Médiatisation et suicides : trouver l'équilibre entre information et risque d'incitation
 LAUSANNE - Comment informer à propos d'un suicide sans risquer d'inciter d'autres passages à l'acte et sans le banaliser ? Dans un rapport publié mercredi à Lausanne, Stop Suicide conseille de ne pas détailler la méthode et d'informer aussi sur les structures d'aide.
LAUSANNE - Comment informer à propos d'un suicide sans risquer d'inciter d'autres passages à l'acte et sans le banaliser ? Dans un rapport publié mercredi à Lausanne, Stop Suicide conseille de ne pas détailler la méthode et d'informer aussi sur les structures d'aide.
L'association a examiné 158 articles parus dans les dix principaux quotidiens romands entre janvier et juin 2012. Lorsqu'un média décide d'informer le public à propos d'un suicide, il s'agit généralement d'un individu, d'une méthode ou d'un endroit qui sort de l'ordinaire, relève Stop Suicide.
Il découle de ce constat que "le contenu des médias n'est pas représentatif de la réalité du suicide". Ne donner à voir que les cas atypiques ou spectaculaires renforce la désinformation sur le suicide, souligne le rapport.
Par exemple, les suicides d'enfant attirent l'attention de tous les médias alors qu'ils sont en réalité très peu nombreux.
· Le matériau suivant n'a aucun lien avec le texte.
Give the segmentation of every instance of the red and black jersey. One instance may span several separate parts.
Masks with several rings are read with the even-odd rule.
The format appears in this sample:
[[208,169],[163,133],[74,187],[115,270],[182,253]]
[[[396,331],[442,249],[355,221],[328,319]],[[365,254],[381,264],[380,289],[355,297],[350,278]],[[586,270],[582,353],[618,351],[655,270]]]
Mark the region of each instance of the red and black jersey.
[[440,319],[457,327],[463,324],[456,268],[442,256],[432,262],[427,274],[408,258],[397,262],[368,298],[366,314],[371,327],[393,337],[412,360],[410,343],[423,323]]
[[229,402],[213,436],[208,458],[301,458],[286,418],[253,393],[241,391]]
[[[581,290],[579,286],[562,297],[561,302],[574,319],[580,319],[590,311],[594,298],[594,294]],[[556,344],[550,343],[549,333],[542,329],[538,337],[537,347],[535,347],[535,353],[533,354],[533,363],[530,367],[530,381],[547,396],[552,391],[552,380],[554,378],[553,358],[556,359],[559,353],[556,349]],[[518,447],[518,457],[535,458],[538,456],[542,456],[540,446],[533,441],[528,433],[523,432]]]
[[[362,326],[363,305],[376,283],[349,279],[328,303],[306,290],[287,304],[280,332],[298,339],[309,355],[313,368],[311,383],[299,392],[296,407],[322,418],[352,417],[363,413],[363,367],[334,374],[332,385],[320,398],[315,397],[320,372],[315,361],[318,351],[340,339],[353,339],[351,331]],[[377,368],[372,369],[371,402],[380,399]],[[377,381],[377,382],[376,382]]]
Inversement, le suicide des personnes âgées ou des jeunes, pourtant particulièrement touchés, est peu thématisé.
Cas suisses: plus de retenue
La plupart des articles recensés concernaient des suicides à l'étranger. Stop Suicide remarque que le traitement médiatique des cas en Suisse est plus prudent, "peut-être en raison d'une plus grande proximité émotionnelle".
Le rapport pointe une "certaine romantisation du suicide", surtout dans le cas des personnes connues. Il relève aussi une tendance à décrire, voire à illustrer, la méthode ou le lieu du suicide. Or, donner trop de détails sur les moyens utilisés peut avoir un effet incitatif, surtout s'ils sont à la portée de chacun.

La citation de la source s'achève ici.